Earlene and Kianah Adams, a young mother born and raised in the building who serves on the board, led the entire co-op to save their home. Using their UHAB connection, they met a law professor at Brooklyn College who connected them with pro-bono legal counsel. The building went into foreclosure and was auctioned off to a real estate broker, who aggressively tried to harass them off the property. But after they made it plain to the judge that the building foreclosed not out of their financial negligence but from an unexpected change, the judge granted a 90-day stay on the property transfer.

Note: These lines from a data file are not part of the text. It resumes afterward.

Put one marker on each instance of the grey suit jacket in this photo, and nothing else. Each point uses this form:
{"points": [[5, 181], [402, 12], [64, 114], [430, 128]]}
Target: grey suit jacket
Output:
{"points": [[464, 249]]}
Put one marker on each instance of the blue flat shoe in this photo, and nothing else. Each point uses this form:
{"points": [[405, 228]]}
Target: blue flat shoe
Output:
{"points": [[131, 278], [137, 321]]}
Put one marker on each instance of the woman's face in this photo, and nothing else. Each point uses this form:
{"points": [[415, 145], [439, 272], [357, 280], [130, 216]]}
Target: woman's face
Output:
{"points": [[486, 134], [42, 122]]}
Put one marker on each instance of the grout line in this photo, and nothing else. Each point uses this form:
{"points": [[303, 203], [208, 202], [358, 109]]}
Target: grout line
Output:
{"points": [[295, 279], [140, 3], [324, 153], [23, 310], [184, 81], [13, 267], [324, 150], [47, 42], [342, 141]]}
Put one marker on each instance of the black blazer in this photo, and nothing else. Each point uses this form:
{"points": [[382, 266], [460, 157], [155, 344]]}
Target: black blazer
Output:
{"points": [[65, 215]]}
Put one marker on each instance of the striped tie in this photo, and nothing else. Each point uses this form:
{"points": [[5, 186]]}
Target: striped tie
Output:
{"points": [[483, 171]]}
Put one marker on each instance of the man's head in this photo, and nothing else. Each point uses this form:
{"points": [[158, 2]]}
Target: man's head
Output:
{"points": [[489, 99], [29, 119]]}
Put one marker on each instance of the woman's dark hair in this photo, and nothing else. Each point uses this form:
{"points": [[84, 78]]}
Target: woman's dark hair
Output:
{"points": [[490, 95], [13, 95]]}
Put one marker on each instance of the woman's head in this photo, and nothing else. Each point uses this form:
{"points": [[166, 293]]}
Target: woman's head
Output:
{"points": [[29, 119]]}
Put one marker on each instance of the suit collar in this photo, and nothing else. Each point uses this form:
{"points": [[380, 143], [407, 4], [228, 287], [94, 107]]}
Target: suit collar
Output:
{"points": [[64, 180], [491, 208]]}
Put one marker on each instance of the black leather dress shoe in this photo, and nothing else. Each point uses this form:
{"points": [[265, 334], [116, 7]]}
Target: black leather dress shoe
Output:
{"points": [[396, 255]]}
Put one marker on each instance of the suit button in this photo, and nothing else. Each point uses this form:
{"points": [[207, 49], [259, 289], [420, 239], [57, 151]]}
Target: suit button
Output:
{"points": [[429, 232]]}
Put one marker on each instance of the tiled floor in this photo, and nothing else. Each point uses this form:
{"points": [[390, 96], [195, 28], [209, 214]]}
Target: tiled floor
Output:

They sought help from their local Councilmember Darlene Mealy, who helped renew their J51 exemption and got them back-pay for the exorbitant amount that the city had erroneously charged, but the HDFC couldn’t receive that money because they no longer owned their foreclosed building.
Earlene and Kianah filed for bankruptcy and spent a year going to court in person and remotely, totalling nearly a dozen court hearings to get their building back. Whenever they got a loan to acquire enough money to buy back the property from the broker, he raised the price from 500,000 all the way to 1.5 million dollars. Their court battle, which the judge described as “extraordinary,” finally ended in the summer of 2020 when they regained the deed of property.
Regaining their building required tremendous resources, including committed lawyers. “[The lawyers] were like, ‘We’re gonna make sure you guys are able to get out of this.’ And they really did,” Kianah said. She credited a broad coalition of actors — their lawyers, councilmembers, Brooklyn College, Habitat for Humanity, UHAB — and then added, “And us! And us,” she said, looking over at Earlene. “Because [there] was no other option. No was not an option.”
Kianah’s determination to regain their building is rooted in her deep appreciation for being raised in an environment that offered her a safe, happy childhood, something not all her peers experienced growing up in Brownsville. She remembered playing outside near the six-lane Atlantic Avenue — “the street” — as a kid. “It’s so funny, looking at Atlantic Avenue now,” she said. “The street never seemed like Atlantic Avenue to me, if that makes sense. We were always safe, we were always looked after. It was always like, if it wasn’t your mother, it was somebody else’s mother.” She and Earlene spoke of kids running around the first floor hallway, hosting parties in the backyard, neighbors knocking on the door to say hi to the baby or taste whatever was cooking on the stove.
The building feels familial but was not exclusive to residents. “I grew up here, even though I didn’t live here,” she said. “I lived in the towers [Atlantic Plaza Towers], but anytime I needed to cry or laugh, or Sunday meals, I was always coming over here.” She complimented the board, saying, “It’s like an open door policy. ‘Do you have a problem? Knock on the door.’ Nobody’s scared.” Kianah noted that her friends at school always asked to have playdates at her building instead of hosting her. Non-residents would hang out on their stoop. She suspected “something about the energy of this building” attracted others in the neighborhood.
Earlene noted that people who moved out would sometimes return and ask if they still had any empty apartments. But when they were thinking about leaving, Earlene tried to tell them: “Where you going?” Kianah nodded, “This is it.” “Ain’t nowhere else to go once you come here,” Kayla chimed in. “You got the best neighbors.”